А потом, во время домашнего концерта, Варя наконец-то увидела Владимира Ивановича. Граф не узнал ее. И специально для него Варя не только голосом, но всей своей изболевшейся душой запела ту песню, которая когда-то заманила его на делянку, где ее прятали. Она слышала, как в ее голосе дрожат слезы и тоска, страсть, радость и надежда. И увидела, как граф Петровский вздрогнул и подался вперед. Потрясенный, всмотрелся в ее лицо…
«Разгляди меня прежнюю! — хотелось выкрикнуть Варе. — Ту, что отдала тебе рассвет своей юности!
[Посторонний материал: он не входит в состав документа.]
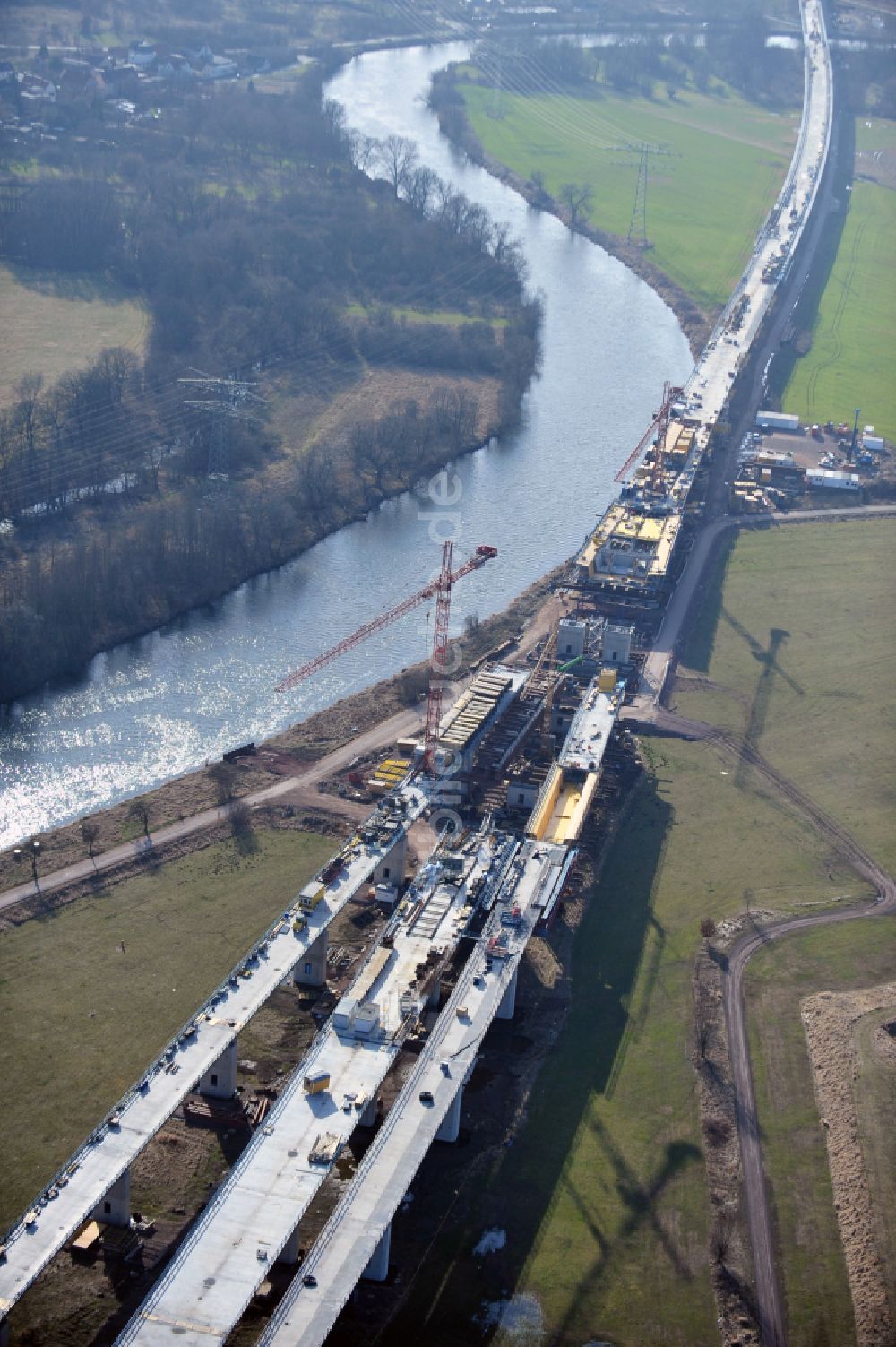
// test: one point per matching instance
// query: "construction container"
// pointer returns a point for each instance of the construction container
(778, 420)
(312, 894)
(317, 1082)
(366, 1017)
Ту, что любила тебя больше жизни! Ту, которая все еще во мне, под этой изменившейся оболочкой. Не смотри на нее, смотри на меня!»
* * *
И теперь, когда Владимир Иванович поднимался к ней в номер, Варвара Крушинникова молила о том же. Застыв посреди огромной комнаты, она вся трепетала от радости и страха: «Зачем он пришел? Что именно хочет сказать мне? Услышал ли он в моей песне то, что я хотела до него донести? Почему выбежал из зала? Чтобы скрыть слезы? Или не мог больше видеть того, как я изменилась?»